Technocracy and Political Cop-Outs

Technocracy and Political Cop-Outs

Is government by experts preferable to government by politicians?

The current issue of The Economist has a good essay about government by experts, a subject lately made prominent as financially stricken Greece has installed a central banker as prime minister and Italy has sworn in an entire cabinet of technocrats. The piece notes that technocracy has long fit more comfortably with autocracy, in which expertise does not have to take a back seat to electability, than it does with democracy. In democracies its use has been, and should be, limited to short tenures when, in the midst of something like the European monetary crisis, there appears to be no other solution.

Consider how the concept of technocracy might apply to the United States. Goodness knows there are many instances of policy making in this country that could have used less politics and more expertise. (Full disclosure behind that last statement: I am a retired bureaucrat who has never had any connection with electoral politics and is probably too slow to issue disclaimers when someone attributes to me expertise on this or that matter of public policy.) It is at least as frequent, however, that what is essentially a political issue and can only be resolved through a political process is treated as if it were instead a problem that can be solved through sufficient application of expertise. An issue might be treated this way because the political process is too dysfunctional to resolve it, because one side in the political contest wants to bias the debate by framing the issue as one for experts or simply because politicians are copping out.

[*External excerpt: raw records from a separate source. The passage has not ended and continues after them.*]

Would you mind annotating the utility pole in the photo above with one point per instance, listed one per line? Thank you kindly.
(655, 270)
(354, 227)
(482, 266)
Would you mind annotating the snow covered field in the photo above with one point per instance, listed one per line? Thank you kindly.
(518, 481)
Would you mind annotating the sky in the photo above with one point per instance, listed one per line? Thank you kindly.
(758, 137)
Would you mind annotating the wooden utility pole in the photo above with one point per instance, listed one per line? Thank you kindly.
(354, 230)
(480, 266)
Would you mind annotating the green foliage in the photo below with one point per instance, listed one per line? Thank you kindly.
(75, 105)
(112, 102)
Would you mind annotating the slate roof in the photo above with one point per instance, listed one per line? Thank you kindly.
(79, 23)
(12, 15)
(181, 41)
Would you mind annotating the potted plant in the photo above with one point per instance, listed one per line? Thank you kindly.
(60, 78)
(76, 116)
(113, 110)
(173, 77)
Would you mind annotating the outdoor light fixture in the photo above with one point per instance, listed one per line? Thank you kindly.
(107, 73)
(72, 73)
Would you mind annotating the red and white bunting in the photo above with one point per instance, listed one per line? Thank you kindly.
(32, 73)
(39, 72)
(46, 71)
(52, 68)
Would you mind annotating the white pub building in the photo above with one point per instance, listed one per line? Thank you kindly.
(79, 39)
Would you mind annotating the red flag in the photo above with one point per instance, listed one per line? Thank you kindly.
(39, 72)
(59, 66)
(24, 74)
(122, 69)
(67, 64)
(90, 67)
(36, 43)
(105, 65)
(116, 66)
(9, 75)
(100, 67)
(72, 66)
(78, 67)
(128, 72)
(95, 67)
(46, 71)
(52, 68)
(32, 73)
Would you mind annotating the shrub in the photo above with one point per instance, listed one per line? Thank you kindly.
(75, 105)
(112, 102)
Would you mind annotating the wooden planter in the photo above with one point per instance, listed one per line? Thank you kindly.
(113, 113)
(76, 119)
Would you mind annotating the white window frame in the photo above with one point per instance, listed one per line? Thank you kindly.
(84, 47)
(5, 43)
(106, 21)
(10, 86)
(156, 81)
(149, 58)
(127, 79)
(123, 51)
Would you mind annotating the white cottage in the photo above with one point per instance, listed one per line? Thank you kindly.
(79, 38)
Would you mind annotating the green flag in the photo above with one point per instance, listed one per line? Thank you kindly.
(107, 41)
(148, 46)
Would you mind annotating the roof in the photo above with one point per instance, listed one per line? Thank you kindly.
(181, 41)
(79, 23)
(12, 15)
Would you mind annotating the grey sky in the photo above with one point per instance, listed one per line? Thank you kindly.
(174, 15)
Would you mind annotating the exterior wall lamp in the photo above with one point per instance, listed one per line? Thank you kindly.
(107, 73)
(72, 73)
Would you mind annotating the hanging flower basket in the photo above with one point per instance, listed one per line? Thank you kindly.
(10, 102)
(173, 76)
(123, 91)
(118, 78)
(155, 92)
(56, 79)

We see this happen with the appointment of some blue-ribbon commissions to address issues that the regular political process has left unresolved. We see it even more often in the manner in which many activities of the executive branch are described. When in a debate about war policy, for example, reference is made to following the advice of military commanders, this disregards how, although the planning and conduct of military operations should be left to the generals, questions of why and at what cost wars are to be fought are political questions that should not be left to them. Another example is the tendency to refer to issues of homeland security and counterterrorism in terms of what is “necessary” to protect Americans, overlooking that there is no single established level of necessity but instead a question of how much security Americans want to buy and at what price. And when a politician says something about how we need to do a better job of negotiating a deal with a foreign government, the real issue is probably not negotiating skill but instead what sort of trade we are willing to make, and which of our own interests we consider most important, when bargaining with the other government.

Even if the political system fails to resolve a political issue, the issue does not go away. It continues to bedevil whoever is left to deal with the problem, whether those persons are technocrats or political leaders. Such bedevilment is often experienced by the professional ranks of the executive branch in the United States. Those now running the governments of Italy and Greece will be experiencing it as well.